Çağdaş Ertuna

Çağdaş Ertuna

cagdas.ertuna@milliyet.com.tr

Tüm Yazıları

Bodrum’un uluslararası bir destinasyon olarak yükselişi, her yaz başka bir boyuta geçiyor. Bu yaz global lüks markalar Bodrum’da peş peşe etkinlikler düzenliyor

Bodrum her zamankinden daha farklı bir yaz geçiriyor. Dünyanın en lüks markaları ısrarla Bodrum’da yeni mağaza açıyor, olan mağazalarını büyütüyor ve yine de satışlara yetişemiyor. Yurt dışındaki büyük şehirlerdeki mağazalardan Bodrum’a stok çekiliyor; Bodrum’daki mağazalar St. Tropez ve Capri’den bile daha çok iş yapıyor. Bunun şerefine de büyük markalar peş peşe davetler düzenliyor. 

Haberin Devamı

Valentino’nun Lucca Beach’teki partisinden birkaç hafta sonra Pilevneli Yalıkavak’ta Prada’nın özel yemeğindeyiz; Birce Akalay’dan Ece Sükan’a popüler kültürün öne çıkan isimleriyle… Zaaf’ın şefi Aras Çetin, restorandaki harika menüsünün yanı sıra bu geceye özel barbekü başına da geçiyor.
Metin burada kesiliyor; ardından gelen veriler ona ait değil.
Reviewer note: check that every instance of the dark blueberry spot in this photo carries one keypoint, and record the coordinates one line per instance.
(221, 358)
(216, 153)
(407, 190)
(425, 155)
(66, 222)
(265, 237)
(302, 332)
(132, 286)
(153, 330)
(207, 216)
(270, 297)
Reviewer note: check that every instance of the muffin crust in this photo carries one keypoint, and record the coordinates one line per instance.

Faruk Malhan’ın Yalıkavak’ta yarattığı bu mekâna ancak Murat Pilevneli’nin dokunuşu bu kadar yakışabilirdi diye düşünüyorum. Buradaki sanat eserlerini ve sergilemeyi görünce aynı fikirde olmamak mümkün değil zaten. İşte o yüzden bu yaz Bodrum’da en çok gidilen mekânların başında geliyor Pilevneli Yalıkavak. Sanat galerisi olmasına rağmen Bodrum’un en popüler yeme-içme mekânlarıyla da yarışıyor. Tabii bunda Zaaf da çok etkili. 
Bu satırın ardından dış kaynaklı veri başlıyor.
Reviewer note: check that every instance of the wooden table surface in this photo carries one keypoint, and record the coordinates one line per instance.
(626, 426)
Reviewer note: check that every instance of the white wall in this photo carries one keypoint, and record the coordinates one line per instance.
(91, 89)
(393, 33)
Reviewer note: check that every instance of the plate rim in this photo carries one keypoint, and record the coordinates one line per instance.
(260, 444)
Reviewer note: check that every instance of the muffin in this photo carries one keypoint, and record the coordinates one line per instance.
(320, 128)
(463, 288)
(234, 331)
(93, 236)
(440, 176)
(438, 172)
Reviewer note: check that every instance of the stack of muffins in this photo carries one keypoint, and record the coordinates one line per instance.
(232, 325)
Bodrum’un önlenemez yükselişi

Yabancıların yatırımları 

Yemekte hiç şüphesiz en çok yabancı markaların Türkiye’ye yatırımları konuşuluyor. Hayır, sadece moda markaları değil, otel ve yeme-içme markaları da masaya yatırılıyor. Bodrum’da mesafelerin uzaklığı, bitmek bilmeyen trafik ve ulaşım derdine rağmen her akşam bir davetten davete koşuluyor.  
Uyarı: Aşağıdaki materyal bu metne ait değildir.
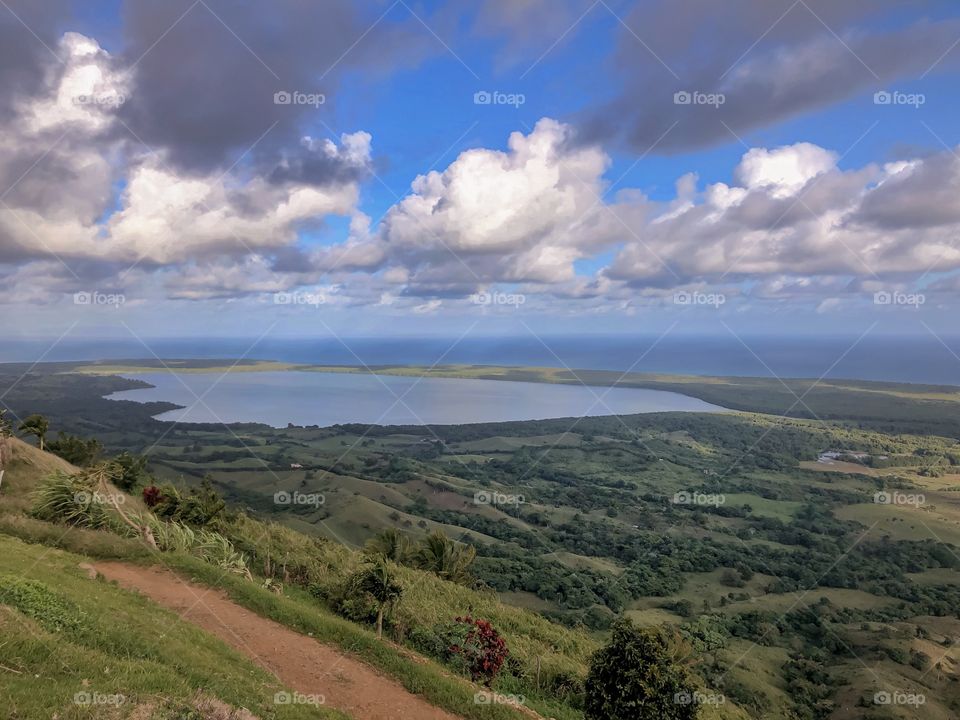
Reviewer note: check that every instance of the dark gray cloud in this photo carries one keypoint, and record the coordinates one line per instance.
(206, 77)
(770, 59)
Bugüne kadar Bodrum’u St. Tropez ile çok karşılaştıran oldu. “Bodrum’un dünyada güçlü bir repütasyonu var. St. Tropez’yle karşılaştırılıyor. Global bir tatil destinasyonu olabilmek için tarih, kültür mirası, doğal güzellik, gece hayatı çok önemli. Bodrum ideal bir kombinasyon. Fransa’daki Côte d’Azur’la karşılaştırınca Côte d’Azur’da insan eli değmemiş yer bulmak neredeyse mümkün değil. Her yer betonlaşmış. Bodrum’daysa kıyıdan giderken çok kısa bir süre sonra tamamen çevrenin korunduğu ormanlık alanlar görüyorsunuz.” diye özetlemişti ünlü bir Fransız turizmci. 

Haberin Devamı

Tabii Bodrum’un geçmişini bilenlerin çevrenin korunduğu konusunda aynı şeyleri düşünmesi mümkün değil, bu kadar bitmeyen inşaat arasında.  

Özgün bir Ege kasabası 

Peki, ama nedir bu özenti, neden Bodrum St. Tropez’ye benzemeli? Hep aynı şeyden şikâyet ederiz; Türkiye’nin değeri yurt dışında yeterince bilinmiyor diye… Oysa global yayınlar Türkiye’nin doğal güzelliklerinden övgüyle bahseder. Ama bize yetmez, benzetmeleri severiz. Yıllarca Bodrum’u St. Tropez’ye, Çeşme’yi İbiza’ya benzettik. Oysa Bodrum da Çeşme de Türkiye’nin başka birçok tatil yeri de oldukları gibi çok güzel. Yurt dışındaki tatil yerlerine benzetmeye çalışmak yerine, önemli olan otantik kalmak ve Bodrum’un Ege kasabası halini koruyabilmek. 

Evet, Bodrum’un büyük altyapı sorunları var; elektrik, su, hatta internet bağlantısı yetmiyor yaz kalabalığına. Zaman zaman trafik kilitleniyor, yollar bile yetersiz kalıyor. Ama altyapı güçlendirilirken şehirleşme olmamalı, Bodrum’un orijinal hali korunmalı.